Regarding food and growth. The situation there is different. Rushing settlers, workers, and granaries is a good idea. However, granaries are reasonable to be built in +5fpt cities (+4 fpt as an exception and critical situation with food bonuses) with low or modest corruption so that there is no happiness problem. Being 1 turn later on the first settler, means being 1 turn later on all other subsequent settler. So, if you have 50 settler and built 50 towns in the game, each of these towns would be losing certain amount of food/shields/trade on the first turn and on every subsequent turn it grows because it would grow in size one turn later than if the first settler production is not delayed. In the end it all accumulates to frightening numbers of losses. This is true whether you are playing for score or for victory, either way. It may have a weaker impact than I described earlier regarding the settler move because we would have overwhelming corruption pretty soon. However, food still would be lost. To illustrate the point, imagine that you have size 1 town on a river one turn earlier. Assume there is 50% corruption. It gets you +2 extra trade and +5 extra food for 1 turn with agricultural civilization. Then, it grows to size 2 one turn earlier. This gives you extra +1gold and +2 food for that turn. Same goes for other turns when the town grows. Don't understand why you don't understand. There is no similarity with market (or factory). Culture is somewhat unclear depending on situation.

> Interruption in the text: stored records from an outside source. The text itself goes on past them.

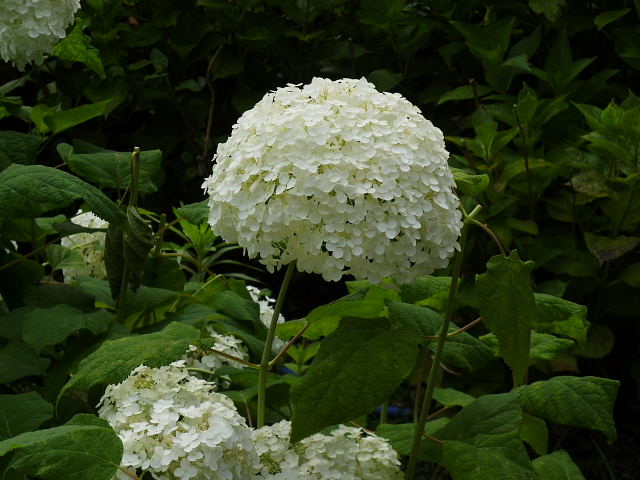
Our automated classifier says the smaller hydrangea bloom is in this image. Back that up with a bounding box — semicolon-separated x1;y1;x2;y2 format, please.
247;285;286;353
252;420;403;479
203;77;462;283
98;362;260;480
0;0;81;70
60;211;108;281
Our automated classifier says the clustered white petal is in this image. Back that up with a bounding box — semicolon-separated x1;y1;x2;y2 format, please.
252;420;403;479
98;362;260;480
0;0;80;70
247;285;286;353
182;328;249;381
60;211;108;281
203;77;462;283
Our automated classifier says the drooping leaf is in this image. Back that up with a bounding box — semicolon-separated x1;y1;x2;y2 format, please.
0;392;53;440
532;450;586;479
533;294;590;345
584;232;640;265
476;251;536;386
58;143;162;194
104;223;125;299
0;164;126;228
22;305;113;353
519;413;548;456
0;342;50;383
290;317;417;442
0;414;122;480
59;322;200;399
517;376;620;442
123;206;155;292
53;24;106;78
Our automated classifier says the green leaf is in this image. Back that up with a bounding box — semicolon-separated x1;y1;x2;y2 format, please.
44;244;85;272
58;143;162;194
584;233;640;265
520;413;548;456
120;285;179;318
375;418;449;460
143;256;185;291
22;305;113;353
367;69;403;91
174;199;209;224
0;342;50;383
0;131;41;172
476;251;536;386
574;324;615;359
529;0;566;21
442;435;535;480
517;376;620;442
399;275;451;310
533;294;590;345
123;206;155;292
594;9;630;30
437;85;492;105
532;450;586;479
0;164;126;228
290;317;417;442
210;290;259;324
104;223;124;299
0;414;122;480
59;322;199;398
570;170;610;197
44;100;112;135
437;392;523;443
452;18;515;65
619;262;640;287
480;331;574;362
0;392;53;440
433;388;475;407
53;24;106;78
451;168;490;196
0;255;44;310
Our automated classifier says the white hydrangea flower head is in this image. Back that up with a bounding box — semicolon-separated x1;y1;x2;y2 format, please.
182;328;249;388
0;0;81;70
98;362;260;480
203;77;462;284
60;210;108;281
252;420;403;480
247;285;286;353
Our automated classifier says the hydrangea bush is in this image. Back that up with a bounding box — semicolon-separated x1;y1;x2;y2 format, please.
0;0;80;70
98;363;260;480
203;77;463;283
252;420;403;480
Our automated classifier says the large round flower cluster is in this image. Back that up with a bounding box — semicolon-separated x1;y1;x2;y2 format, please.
252;420;403;479
203;77;462;283
0;0;81;70
98;362;259;480
60;211;108;281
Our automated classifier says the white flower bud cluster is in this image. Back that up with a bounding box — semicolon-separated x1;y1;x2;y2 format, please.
252;420;403;479
60;211;108;281
182;328;249;384
247;286;286;353
0;0;81;70
203;77;462;283
98;362;260;480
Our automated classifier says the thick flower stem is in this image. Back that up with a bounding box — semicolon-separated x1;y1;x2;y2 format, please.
405;206;479;480
257;261;296;428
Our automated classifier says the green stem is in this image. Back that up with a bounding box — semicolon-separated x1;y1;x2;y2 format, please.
257;261;296;427
380;400;389;424
405;207;477;480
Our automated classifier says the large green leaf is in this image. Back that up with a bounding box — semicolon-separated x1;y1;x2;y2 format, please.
517;376;619;442
476;251;536;386
0;414;122;480
58;143;162;194
375;418;449;461
442;434;535;480
584;232;640;265
290;317;417;442
532;450;586;479
0;342;50;383
53;24;106;79
0;131;41;171
0;392;53;440
481;331;574;362
0;165;126;228
43;100;112;135
399;275;451;311
533;294;590;345
22;305;113;354
59;322;200;399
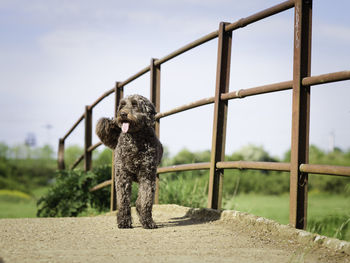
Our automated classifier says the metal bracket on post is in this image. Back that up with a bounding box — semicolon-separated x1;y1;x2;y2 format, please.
84;105;92;171
208;22;232;210
290;0;312;230
110;82;124;212
150;58;161;204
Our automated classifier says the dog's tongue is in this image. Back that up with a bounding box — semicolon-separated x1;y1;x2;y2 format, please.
122;122;129;133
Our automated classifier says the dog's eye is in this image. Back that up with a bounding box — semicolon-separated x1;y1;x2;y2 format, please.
119;101;126;109
131;100;138;108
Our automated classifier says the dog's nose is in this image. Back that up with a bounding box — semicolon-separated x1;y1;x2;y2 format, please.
120;112;128;119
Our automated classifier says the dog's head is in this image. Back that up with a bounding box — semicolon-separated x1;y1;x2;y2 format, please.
116;95;156;133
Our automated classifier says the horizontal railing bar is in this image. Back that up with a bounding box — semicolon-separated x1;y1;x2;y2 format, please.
157;162;211;174
217;161;291;171
147;161;350;177
70;154;84;170
119;66;151;87
89;179;112;192
302;70;350;86
155;1;294;66
226;0;295;32
62;113;85;141
221;80;293;100
89;88;115;109
155;31;219;66
66;70;348;143
156;97;215;120
88;162;350;192
87;142;103;153
155;70;348;121
300;164;350;177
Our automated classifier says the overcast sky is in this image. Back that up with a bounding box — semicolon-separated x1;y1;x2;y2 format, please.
1;0;349;158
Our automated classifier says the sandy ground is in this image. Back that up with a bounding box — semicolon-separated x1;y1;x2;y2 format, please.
0;205;349;263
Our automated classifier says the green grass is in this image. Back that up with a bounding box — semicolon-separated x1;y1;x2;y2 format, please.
223;193;290;224
0;187;50;218
223;193;350;241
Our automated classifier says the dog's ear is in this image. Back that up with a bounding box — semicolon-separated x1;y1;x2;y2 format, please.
136;95;156;127
144;98;156;127
145;100;156;118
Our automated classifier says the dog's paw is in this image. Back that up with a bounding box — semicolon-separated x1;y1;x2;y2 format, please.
118;222;133;229
141;220;158;229
117;218;133;229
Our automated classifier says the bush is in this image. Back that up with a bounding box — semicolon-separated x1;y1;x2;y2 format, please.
223;169;290;196
159;172;208;208
0;143;56;193
37;166;111;217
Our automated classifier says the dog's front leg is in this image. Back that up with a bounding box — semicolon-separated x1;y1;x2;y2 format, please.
136;177;157;229
115;172;133;228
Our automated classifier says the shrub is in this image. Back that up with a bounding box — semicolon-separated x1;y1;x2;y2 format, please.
37;166;111;217
159;172;208;208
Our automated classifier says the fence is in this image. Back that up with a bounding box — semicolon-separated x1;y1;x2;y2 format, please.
57;0;350;230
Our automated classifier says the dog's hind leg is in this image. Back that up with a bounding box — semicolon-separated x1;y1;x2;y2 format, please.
136;177;157;229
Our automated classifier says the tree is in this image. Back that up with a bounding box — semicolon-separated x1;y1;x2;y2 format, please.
228;144;276;162
93;147;112;167
64;145;84;168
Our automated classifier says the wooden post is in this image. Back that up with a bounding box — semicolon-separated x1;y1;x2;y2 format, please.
57;138;65;170
208;22;232;209
150;58;161;204
84;106;92;171
290;0;312;229
111;82;124;211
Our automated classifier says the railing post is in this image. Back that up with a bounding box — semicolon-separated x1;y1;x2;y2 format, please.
208;22;232;209
150;58;161;204
111;82;124;212
57;138;65;170
290;0;312;229
84;105;92;171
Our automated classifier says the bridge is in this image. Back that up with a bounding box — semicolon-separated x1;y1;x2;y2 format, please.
57;0;350;230
1;205;349;262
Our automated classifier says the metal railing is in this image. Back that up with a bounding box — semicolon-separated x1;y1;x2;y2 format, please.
57;0;350;230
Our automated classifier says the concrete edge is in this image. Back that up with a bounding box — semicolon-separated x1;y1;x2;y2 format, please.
185;206;350;255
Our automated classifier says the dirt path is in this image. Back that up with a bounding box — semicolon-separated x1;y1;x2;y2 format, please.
0;205;349;263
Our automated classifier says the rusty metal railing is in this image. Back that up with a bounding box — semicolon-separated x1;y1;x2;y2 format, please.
57;0;350;230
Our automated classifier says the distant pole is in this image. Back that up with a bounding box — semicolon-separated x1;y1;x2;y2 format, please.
328;131;335;152
43;124;53;145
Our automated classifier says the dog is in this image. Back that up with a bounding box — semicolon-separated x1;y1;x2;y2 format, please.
96;94;163;229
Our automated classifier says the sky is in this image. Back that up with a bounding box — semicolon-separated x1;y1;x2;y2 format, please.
0;0;349;158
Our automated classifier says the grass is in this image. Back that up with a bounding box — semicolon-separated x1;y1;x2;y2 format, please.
0;187;49;218
223;193;290;224
223;193;350;241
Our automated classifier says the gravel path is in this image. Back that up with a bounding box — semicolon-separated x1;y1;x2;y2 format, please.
0;205;349;263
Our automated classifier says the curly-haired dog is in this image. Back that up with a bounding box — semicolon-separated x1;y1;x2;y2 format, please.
96;94;163;229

Few notes about workers. 1 worker/town is a minimum and 3 is a maximum. We are industrious and can cope with 1. So, now, we are short in one worker.

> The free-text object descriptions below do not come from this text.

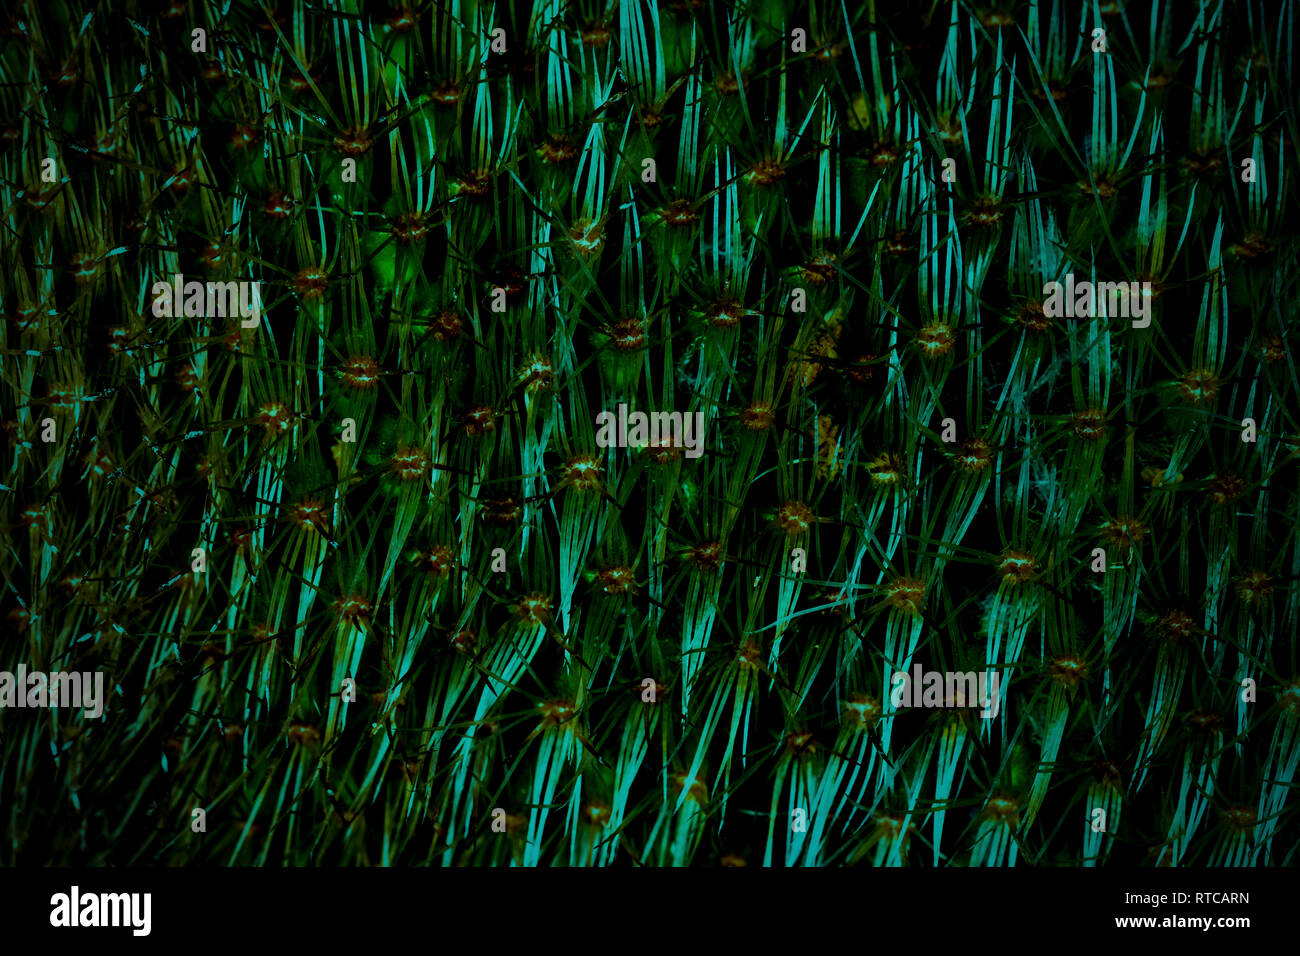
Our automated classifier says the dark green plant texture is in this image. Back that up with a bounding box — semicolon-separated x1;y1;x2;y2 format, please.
2;0;1298;866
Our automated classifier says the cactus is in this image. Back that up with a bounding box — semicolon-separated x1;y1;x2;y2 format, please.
1;0;1297;867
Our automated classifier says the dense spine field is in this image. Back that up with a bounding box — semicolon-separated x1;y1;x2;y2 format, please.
1;0;1298;866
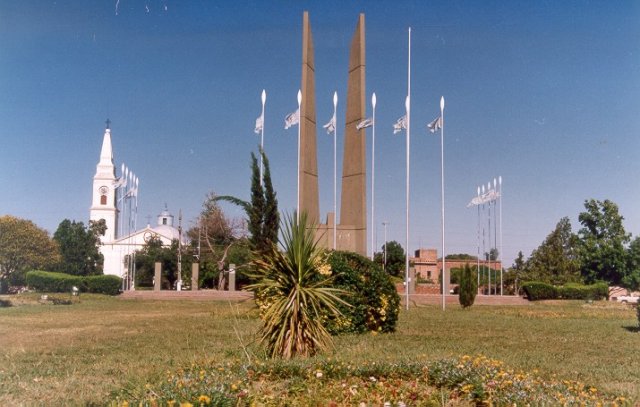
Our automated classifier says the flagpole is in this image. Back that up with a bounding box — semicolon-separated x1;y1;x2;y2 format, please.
371;92;377;260
297;89;302;219
487;182;492;295
493;178;498;297
404;27;411;311
332;91;338;250
440;96;445;311
477;186;481;295
499;175;503;296
260;89;266;186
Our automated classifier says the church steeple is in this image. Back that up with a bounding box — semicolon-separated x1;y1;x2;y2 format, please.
90;121;118;243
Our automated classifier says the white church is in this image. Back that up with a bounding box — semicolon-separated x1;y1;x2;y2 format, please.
89;123;185;285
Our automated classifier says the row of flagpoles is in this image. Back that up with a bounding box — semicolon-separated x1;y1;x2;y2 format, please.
467;177;503;295
113;162;139;290
251;28;452;310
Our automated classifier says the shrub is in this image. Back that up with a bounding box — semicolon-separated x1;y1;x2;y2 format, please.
84;275;121;295
0;299;11;308
26;270;84;293
458;263;477;308
522;281;558;300
558;282;608;300
25;270;121;295
326;250;401;334
522;281;608;301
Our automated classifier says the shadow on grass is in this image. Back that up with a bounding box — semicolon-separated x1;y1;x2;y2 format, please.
623;325;640;333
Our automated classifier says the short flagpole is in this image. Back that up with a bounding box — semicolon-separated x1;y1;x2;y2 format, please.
371;92;377;260
332;91;338;250
297;89;302;220
440;96;446;311
260;89;266;186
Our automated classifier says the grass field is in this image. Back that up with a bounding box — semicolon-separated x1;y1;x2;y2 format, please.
0;293;638;405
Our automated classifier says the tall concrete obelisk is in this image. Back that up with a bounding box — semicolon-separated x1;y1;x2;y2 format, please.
299;11;320;223
339;14;367;256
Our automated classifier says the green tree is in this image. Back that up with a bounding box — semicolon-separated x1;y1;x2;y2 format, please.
187;193;249;289
446;253;477;260
625;237;640;290
133;237;191;289
374;240;405;277
523;217;581;285
458;263;477;308
53;219;104;276
247;212;348;359
0;215;60;290
509;250;526;294
216;149;279;255
578;199;630;285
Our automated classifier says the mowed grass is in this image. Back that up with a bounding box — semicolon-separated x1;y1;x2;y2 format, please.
1;293;639;405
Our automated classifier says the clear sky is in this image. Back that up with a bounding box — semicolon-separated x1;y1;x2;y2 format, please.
1;1;639;267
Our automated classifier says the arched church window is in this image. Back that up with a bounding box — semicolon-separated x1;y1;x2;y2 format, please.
100;195;107;205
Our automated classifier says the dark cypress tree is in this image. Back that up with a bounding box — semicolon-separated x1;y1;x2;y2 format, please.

Sorry for the long post. These beers are gone now and thoughts (however trivial they are) just cannot stop.
 
Now I understand. Thank you :)
 
Originally posted by akots
Few notes about workers. 1 worker/town is a minimum and 3 is a maximum. We are industrious and can cope with 1. So, now, we are short in one worker.
Fortunately you mentioned it into your post. All the food calculation that you just made, which is correct as line of thought, assumes that you have the necessary number of workers and there is no waste of resources and food due to lack of them.

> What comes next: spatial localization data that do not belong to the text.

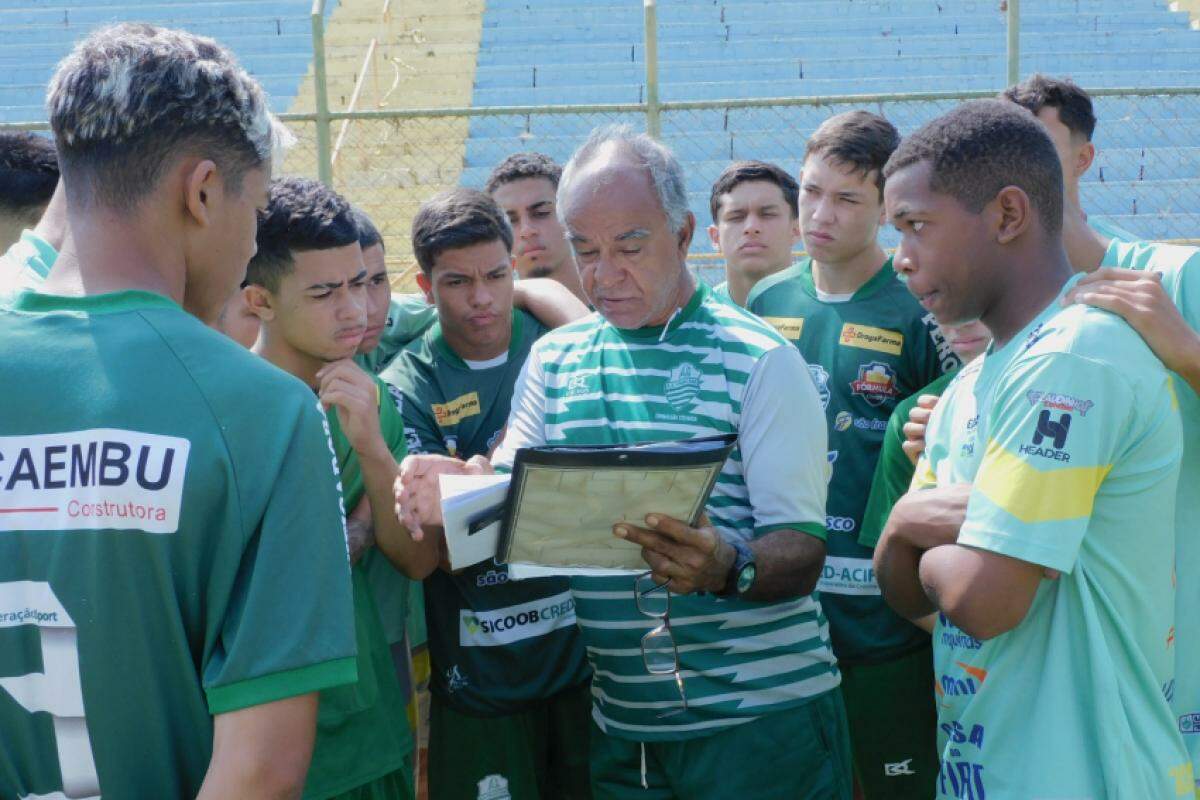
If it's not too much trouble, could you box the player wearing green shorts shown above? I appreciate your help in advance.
[707,161,800,308]
[1,25,358,798]
[245,177,424,800]
[397,127,850,800]
[380,189,592,800]
[876,99,1194,798]
[747,112,956,800]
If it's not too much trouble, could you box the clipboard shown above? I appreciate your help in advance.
[496,434,737,573]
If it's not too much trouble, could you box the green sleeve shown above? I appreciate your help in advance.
[858,402,915,548]
[203,398,358,713]
[387,372,451,459]
[376,376,409,462]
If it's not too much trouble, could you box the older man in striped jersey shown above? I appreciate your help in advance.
[397,125,851,799]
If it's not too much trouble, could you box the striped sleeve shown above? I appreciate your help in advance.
[958,352,1132,573]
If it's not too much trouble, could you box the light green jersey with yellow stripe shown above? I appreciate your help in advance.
[917,273,1192,798]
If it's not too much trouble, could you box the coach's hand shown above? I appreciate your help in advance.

Our situation is an example. If we build two settlers right now we'll only be able to service one city with our only worker and would anyway neglect the first two cities. This could reflect in lost food, commerce, shields. Most of the time at the beginning of the game the benefit of an extra worker is higher than the benefit of an extra settler at a given point in time. A good rule of thumb is: always build a worker in any new city before any building or any other settler (have I wrote that before?).
 
You have, but its more convincing this time around--not that I didn't believe you before. Donovan, get your build queue open and fetch us workers before settlers.

Here's my idea. We have 3 workers with 2 cities. Then we build 2 settlers. At that point, we pick the most production capable city out of our 4 and begin the Statue of Zues, or a prebuild if we dont have mathematics (prebuild could even be a settler or granary if need be). What say you?
 
There are few exceptions to the "worker rule". If the new settler can claim a food bonus, settler goes first. If the city is corrupt and no improvements would help this, and defense or expansion are needed, military or worker goes first. For the river cities, settler goes first. And a few others. In general, for single player game on higher difficulty, warrior goes as first build often. Then worker or improvement or more military. For TF, worker now is a big question. I'm inclined to support worker build though for now. However, the city has enough grassland in its radius to grow slightly in size. Building a worker in size 2 city is a tough decision just showing how desperate we are without settler factory.